Speaking of mothers, Sidney and I were so pleased to learn that Mom W. wants to leave us the family homestead. Already we are making plans for the Edith Grace Wenger Home for UnWed Dogs. We so hope the furniture is included since we envision this as a home where girls in trouble can lie around in comfort and nestle in Mom’s homemade quilts. Already we’re busy, busy, busy planning a puppy daycare, menus free of chicken and grain, a hair salon, etiquette school and a formal dining room with the table’s legs sawed off.
Of course, our enthusiasm doesn’t mean we want to rush anyone to the great beyond. Mom looks and acts young for 159. We celebrated her birthday at Pargo’s, and just as she was about to blow out the candles, fire trucks showed up. I think the attention embarrassed her.
By the way, because the cake was decorated with a family portrait, we were only allowed to eat the edges, and there was not enough of those for seconds. She took the rest home and put it in the freezer where she can look at her children whenever she wants.
Your Favorite In-Law, T.
The Friday before Mother’s Day, Mom W. told me that she and Pop were planning to hire a few sheep to mow the field at the side of their house. I thought that was a splendid idea for reasons both practical and fun. Within moments I was dreaming up names — Meatloaf, Ali Baba, Elias.
Perhaps you remember a couple of years ago when the folks rented a room to a woman who brought goats with her? (Talk about a lax pet clause. . .) Anyway, Mom and I spent some wonderful afternoons pulling weeds and feeding them through the fence of the pen, all the while laughing. Then the renter moved, and the goats did, too, a while later. So, upon hearing about the sheep, a lovely vision of us playing with them came to mind — until she told me that they might put up an electric fence.
“What?” I protested. “We won’t be able to feed the sheep. We’ll get shocked!”
And here is what my mother-in-law said to me: “It wouldn’t hurt you a bit to be shocked.”

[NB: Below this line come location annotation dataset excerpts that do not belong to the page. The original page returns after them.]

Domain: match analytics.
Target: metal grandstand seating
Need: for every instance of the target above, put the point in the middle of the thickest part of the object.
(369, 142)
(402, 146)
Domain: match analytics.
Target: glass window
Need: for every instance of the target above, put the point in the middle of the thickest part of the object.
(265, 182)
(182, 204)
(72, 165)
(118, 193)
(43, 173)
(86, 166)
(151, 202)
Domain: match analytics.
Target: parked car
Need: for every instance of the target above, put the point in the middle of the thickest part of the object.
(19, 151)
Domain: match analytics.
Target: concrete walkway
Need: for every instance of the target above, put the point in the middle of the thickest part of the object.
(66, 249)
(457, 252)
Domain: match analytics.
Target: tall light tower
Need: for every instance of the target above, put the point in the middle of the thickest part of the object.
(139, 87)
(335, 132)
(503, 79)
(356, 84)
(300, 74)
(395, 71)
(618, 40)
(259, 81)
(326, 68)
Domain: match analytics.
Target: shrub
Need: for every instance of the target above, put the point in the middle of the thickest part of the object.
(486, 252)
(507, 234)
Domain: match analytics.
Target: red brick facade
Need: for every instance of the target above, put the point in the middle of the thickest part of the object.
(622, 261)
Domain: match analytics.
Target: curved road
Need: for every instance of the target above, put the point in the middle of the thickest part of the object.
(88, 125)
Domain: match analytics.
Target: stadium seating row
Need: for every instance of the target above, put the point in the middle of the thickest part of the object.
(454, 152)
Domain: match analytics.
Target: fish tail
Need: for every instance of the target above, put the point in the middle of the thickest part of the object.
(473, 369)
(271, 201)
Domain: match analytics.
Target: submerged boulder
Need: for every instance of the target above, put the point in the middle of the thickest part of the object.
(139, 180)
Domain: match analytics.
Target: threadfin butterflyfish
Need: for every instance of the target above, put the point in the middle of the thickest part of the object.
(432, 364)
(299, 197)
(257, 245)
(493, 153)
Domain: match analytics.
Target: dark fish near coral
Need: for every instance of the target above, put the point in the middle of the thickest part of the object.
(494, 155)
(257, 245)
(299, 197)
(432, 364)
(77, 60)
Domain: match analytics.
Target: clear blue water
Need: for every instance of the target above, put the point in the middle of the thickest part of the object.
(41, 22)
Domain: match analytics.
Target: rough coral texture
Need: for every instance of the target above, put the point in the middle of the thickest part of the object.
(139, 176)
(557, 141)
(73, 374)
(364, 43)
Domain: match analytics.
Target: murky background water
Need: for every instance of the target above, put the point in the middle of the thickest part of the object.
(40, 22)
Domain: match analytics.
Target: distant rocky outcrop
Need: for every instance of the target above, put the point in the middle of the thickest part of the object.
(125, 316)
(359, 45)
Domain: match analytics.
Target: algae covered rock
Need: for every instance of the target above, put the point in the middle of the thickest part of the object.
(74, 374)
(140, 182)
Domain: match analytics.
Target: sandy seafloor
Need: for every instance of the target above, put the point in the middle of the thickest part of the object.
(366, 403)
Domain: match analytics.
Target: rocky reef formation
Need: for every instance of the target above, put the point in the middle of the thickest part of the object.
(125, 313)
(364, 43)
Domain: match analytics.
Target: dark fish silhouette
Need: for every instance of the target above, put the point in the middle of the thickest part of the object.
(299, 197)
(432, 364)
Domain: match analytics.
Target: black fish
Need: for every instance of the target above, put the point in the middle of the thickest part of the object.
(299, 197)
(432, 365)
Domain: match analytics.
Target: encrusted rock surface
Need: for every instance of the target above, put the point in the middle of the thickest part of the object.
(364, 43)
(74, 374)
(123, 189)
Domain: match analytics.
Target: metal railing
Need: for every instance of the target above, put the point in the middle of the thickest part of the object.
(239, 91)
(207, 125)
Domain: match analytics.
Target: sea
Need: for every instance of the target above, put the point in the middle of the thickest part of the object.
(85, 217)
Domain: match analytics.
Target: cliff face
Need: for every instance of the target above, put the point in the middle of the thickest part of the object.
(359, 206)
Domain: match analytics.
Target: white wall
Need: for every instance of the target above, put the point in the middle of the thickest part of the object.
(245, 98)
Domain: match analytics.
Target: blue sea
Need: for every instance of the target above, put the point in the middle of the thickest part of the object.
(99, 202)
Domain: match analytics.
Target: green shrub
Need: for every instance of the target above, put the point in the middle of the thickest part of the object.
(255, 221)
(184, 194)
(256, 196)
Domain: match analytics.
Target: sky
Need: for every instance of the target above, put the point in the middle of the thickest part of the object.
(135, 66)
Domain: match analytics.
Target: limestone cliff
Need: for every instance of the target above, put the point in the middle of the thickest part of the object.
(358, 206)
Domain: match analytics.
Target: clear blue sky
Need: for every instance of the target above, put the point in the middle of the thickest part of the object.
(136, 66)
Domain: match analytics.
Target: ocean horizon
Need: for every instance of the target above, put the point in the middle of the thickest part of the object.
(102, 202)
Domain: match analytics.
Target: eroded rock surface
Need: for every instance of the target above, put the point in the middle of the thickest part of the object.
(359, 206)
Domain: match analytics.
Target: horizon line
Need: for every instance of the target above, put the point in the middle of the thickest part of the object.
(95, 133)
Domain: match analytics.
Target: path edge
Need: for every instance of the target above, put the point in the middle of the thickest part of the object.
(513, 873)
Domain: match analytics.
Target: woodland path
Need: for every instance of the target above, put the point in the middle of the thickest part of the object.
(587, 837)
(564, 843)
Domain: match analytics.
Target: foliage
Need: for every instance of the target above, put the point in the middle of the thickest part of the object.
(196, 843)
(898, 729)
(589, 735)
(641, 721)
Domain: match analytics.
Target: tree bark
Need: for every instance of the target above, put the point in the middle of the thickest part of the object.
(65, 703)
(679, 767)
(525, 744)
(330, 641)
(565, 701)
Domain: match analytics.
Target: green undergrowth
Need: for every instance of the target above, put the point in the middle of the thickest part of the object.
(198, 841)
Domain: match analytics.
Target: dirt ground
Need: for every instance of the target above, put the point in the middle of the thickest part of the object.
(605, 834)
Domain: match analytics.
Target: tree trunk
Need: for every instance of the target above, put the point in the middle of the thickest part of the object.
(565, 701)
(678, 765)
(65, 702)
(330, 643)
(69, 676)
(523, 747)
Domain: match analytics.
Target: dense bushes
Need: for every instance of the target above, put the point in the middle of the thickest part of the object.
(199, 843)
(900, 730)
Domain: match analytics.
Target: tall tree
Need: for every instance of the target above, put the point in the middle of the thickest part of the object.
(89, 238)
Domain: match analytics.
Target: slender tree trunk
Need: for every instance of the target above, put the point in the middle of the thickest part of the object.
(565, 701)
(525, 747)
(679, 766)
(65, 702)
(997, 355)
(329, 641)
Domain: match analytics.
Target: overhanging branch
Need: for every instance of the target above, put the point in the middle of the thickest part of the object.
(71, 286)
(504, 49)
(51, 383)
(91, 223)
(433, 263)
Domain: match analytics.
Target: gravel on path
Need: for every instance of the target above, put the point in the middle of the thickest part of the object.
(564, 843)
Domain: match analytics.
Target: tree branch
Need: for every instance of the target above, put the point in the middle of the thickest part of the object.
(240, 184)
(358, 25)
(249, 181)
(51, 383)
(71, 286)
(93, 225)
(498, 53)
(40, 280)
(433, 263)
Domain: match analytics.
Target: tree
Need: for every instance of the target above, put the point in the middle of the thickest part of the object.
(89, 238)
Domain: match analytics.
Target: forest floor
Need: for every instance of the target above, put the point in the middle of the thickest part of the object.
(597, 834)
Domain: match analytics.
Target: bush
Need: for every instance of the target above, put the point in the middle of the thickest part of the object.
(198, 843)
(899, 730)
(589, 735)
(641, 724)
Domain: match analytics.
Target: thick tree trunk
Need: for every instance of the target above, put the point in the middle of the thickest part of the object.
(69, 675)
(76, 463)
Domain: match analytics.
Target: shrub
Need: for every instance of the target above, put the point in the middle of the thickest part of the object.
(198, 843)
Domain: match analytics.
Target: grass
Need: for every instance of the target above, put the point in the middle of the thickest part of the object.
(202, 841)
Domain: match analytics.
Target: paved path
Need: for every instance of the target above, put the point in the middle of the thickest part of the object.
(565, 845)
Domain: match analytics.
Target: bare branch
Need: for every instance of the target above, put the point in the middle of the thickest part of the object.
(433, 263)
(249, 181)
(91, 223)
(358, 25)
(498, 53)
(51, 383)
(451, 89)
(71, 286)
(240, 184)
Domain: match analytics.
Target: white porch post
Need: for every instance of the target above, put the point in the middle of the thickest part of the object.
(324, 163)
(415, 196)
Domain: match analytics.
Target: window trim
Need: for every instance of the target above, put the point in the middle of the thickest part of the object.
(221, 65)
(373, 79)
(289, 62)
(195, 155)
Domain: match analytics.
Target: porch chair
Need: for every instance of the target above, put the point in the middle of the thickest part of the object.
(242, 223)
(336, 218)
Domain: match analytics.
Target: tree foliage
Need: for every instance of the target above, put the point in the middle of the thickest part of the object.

The implication! That I could do with a bit of electro-shock therapy! I tell you, that broke my heart, and all of this came upon the heels of my 50th birthday which we celebrated with a Sunday dinner at her house. But I didn’t know the party was for me until after the meal when I excused myself. Upon coming out of the bathroom I saw the reflection of fire on the wall and immediately put two and two together, Mom W. had set the kitchen ablaze!
But I was wrong. It was the dining room. Flames leaped from the fifty candles on my birthday cake. Later my brother-in-law confessed that there were only 48 because he was too cheap to buy another box, but Mom W. said he was wrong. She’d come up with two more and stuck them into that yummy whipped cream.
So, you can see how I was feeling all warm and fuzzy about my mother-in-law until she said that I could use a good shock. Oh, well, I’m going to turn the other cheek because I don’t want to risk losing the Edith Grace Wenger Home for UnWed Dogs.
Your Favorite In-Law, T.
These are actual letters, edited down, that appeared in the family newsletters nine years ago. I’m sharing them today in memory of my late mother-in-law, a sassy and kind woman whom I miss like crazy. Monday would have been her birthday. She was not partial to dogs, especially in her house, and it was only because I told her that we named our border collie Gracie after her that she not only invited her in but also fed her treats. In the photo, Mom W. (far right) is with her sisters.